Although it is usually good news for a protester when an agency takes corrective action, the corrective action sometimes fails to adequately address the protest grounds. When this occurs, a protester may wish to file a new protest challenging the agency’s corrective action. The question of when to file a corrective action challenge is often tricky, however — and a misstep can result in dismissal. GAO recently clarified that timing in Computer World Services Corporation.
In that case, the protester (“CWS”) had successfully protested the award of a task order under an RFQ issued by the Coast Guard. GAO found, among other things, that the Coast Guard had failed to properly conduct a price realism analysis.

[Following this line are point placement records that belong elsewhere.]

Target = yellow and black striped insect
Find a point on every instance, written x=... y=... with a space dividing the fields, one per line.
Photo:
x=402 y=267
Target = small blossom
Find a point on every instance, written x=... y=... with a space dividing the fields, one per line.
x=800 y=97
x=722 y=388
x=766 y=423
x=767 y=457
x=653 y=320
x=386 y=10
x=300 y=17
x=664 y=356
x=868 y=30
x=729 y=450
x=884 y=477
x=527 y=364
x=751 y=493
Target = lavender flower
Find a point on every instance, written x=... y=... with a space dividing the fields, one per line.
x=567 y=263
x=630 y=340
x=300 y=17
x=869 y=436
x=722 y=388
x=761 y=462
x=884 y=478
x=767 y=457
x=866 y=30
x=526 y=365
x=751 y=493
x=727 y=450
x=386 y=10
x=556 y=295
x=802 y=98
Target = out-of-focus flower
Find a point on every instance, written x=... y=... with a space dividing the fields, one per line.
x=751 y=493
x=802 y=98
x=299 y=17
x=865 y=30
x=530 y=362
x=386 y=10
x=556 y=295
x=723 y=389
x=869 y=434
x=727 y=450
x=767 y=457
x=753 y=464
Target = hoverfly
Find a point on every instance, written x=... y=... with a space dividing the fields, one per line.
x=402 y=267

On March 17, 2020, following CWS’s successful protest, the Coast Guard sent an email to the offerors that outlined its intended corrective action. The email stated that the agency would no longer be considering price realism as part of the price evaluation. The email also stated that “[a]n amendment will not be issued reflecting this change; this email serves as the official notification” (emphasis in original).

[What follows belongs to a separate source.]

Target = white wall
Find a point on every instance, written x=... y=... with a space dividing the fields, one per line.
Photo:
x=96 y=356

The offerors were not permitted to submit revised proposals, and instead were required to either “revalidate” their earlier price quotes or withdraw their proposals. Offerors had to respond (i.e., either revalidate or withdraw) by noon on March 19 — two days after the Coast Guard’s email.
CWS filed a protest challenging the agency’s corrective action on March 27 — ten days after the Coast Guard’s email. The intervenor requested that the protest be dismissed as untimely. According to the intervenor, CWS was obligated to file its protest by noon on March 19 — the deadline to revalidate or withdraw proposals.
GAO found CWS’s protest to be timely. GAO relied on 4 C.F.R. § 21.2(a)(1), which states, in pertinent part:
- “In procurements where proposals are requested, alleged improprieties which do not exist in the initial solicitation but which are subsequently incorporated into the solicitation must be protested not later than the next closing time for receipt of proposals following the incorporation.”
- “If no closing time has been established, or if no further submissions are anticipated, any alleged solicitation improprieties must be protested within 10 days of when the alleged impropriety was known or should have been known.”
Because the agency had neither amended the solicitation nor established a “closing time for receipt of proposals” (i.e., under the first bullet), CWS timely filed its protest “within 10 days of when the alleged impropriety was known or should have been known” (i.e., under the second bullet). The intervenor argued that the deadline to revalidate or withdraw proposals was the equivalent of a “closing time for receipt of proposals,” but GAO disagreed, explaining that there had been no opportunity for “further submissions.”
Questions of protest timing are often tricky — and they are particularly tricky in challenges to an agency’s corrective action. This clarification will be useful in future protests.
 CWS argued that the agency needed to issue a solicitation amendment and give offerors an opportunity to submit revised proposals if it wished to remove the price realism evaluation. GAO agreed.